# Target for bare shaft tune



## SWATCOP (Oct 6, 2006)

Use the block but make sure that you are shooting straight into it. Set it on a table or saw horses so that it is the same height as your bow.


----------



## harleyryder (May 2, 2005)

If you're going to bare shaft tune you do not depend on how the shaft is sticking out of the target as this can and will give false impressions.


----------



## minnow (Mar 2, 2006)

I'm planning on doing the same - some winter time basement tuning. I was going to try bare shafting through paper with some colored chalk or perhaps lipstick near the nock. Can we get some more suggestions for proper setups for bareshaft tuning?

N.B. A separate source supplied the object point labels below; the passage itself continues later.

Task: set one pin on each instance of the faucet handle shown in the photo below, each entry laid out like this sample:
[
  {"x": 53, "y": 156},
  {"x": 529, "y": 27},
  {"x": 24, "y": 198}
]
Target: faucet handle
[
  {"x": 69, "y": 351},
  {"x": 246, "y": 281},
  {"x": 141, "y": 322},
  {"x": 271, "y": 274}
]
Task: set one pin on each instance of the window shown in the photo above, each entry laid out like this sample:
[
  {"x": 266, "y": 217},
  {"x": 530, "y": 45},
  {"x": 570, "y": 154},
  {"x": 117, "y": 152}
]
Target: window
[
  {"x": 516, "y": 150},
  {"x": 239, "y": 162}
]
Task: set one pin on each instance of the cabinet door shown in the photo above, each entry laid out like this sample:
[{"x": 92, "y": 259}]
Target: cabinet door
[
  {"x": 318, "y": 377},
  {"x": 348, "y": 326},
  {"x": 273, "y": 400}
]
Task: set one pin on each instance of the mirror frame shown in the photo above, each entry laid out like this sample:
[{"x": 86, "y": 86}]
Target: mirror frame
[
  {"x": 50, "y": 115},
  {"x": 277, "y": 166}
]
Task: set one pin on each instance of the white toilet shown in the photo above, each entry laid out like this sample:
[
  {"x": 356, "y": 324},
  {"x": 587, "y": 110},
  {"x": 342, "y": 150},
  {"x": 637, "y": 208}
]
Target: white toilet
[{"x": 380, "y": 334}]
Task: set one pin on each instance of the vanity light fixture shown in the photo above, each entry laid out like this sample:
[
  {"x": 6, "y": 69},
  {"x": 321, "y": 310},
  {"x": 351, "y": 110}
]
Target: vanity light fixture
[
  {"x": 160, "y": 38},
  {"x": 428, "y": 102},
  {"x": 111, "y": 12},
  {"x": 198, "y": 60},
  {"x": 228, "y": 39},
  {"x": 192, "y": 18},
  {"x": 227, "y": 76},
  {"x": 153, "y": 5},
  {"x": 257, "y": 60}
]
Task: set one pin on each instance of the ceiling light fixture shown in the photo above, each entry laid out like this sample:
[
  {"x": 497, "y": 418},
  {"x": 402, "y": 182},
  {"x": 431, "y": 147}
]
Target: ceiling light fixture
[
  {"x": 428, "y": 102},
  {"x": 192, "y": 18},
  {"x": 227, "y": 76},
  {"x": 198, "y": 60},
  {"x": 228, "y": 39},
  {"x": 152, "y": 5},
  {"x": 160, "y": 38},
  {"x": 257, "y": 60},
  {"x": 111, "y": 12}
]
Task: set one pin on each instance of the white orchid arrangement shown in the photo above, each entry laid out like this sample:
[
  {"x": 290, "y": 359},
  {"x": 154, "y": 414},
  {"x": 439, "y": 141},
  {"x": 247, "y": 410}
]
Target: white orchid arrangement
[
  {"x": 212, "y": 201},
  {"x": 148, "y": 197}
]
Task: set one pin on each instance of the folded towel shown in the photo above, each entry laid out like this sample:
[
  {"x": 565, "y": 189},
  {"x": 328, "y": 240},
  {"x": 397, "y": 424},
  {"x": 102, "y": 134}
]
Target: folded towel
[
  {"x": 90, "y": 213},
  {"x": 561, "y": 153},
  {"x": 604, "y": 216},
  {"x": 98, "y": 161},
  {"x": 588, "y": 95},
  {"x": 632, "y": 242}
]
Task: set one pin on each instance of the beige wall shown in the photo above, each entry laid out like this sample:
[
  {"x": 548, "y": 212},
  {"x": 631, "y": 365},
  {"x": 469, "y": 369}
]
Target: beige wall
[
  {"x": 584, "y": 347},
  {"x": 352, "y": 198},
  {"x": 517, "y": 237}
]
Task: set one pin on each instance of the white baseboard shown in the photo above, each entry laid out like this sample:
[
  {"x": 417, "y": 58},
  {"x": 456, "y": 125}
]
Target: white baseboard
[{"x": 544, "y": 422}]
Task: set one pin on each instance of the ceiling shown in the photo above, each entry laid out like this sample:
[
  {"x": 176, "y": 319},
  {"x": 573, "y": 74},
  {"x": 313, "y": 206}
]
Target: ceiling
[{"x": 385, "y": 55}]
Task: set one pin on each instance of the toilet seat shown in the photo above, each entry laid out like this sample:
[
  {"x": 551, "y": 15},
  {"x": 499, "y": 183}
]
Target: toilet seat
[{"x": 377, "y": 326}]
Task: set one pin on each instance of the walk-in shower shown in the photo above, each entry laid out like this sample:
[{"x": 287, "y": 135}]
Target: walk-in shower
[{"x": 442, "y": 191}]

I read somewhere on this forum that you could take an empty cardboard box, then lay squares of cardboard in the box, or layers of newspaper, and shoot into the bottom of the box (the face of the layers of cardboard or newspaper). The writer claimed this would give you a good indication of arrow orientation.


----------



## SonnyThomas (Sep 10, 2006)

*Bare shaft tuning*

Agree with Harleyryder. Sure, tune in your basement, but bare shaft tuning is shooting through paper, not seeing if arrow enters target straight. There are too many variables.


----------



## Huntnjerms (Nov 2, 2005)

I hang a block target from my garage door slides, and made a papertuning frame out of PVC and use some cheap clamps and old newspapers. I also only have a one car garage and am only able to safely shoot the width of it. due to the limited amount of space i hung a tractor trailer mudflap about 3 inchs from the wall behind my target to slow down the arrows that hit soft spots in the target and arrows from going into the drywall.


----------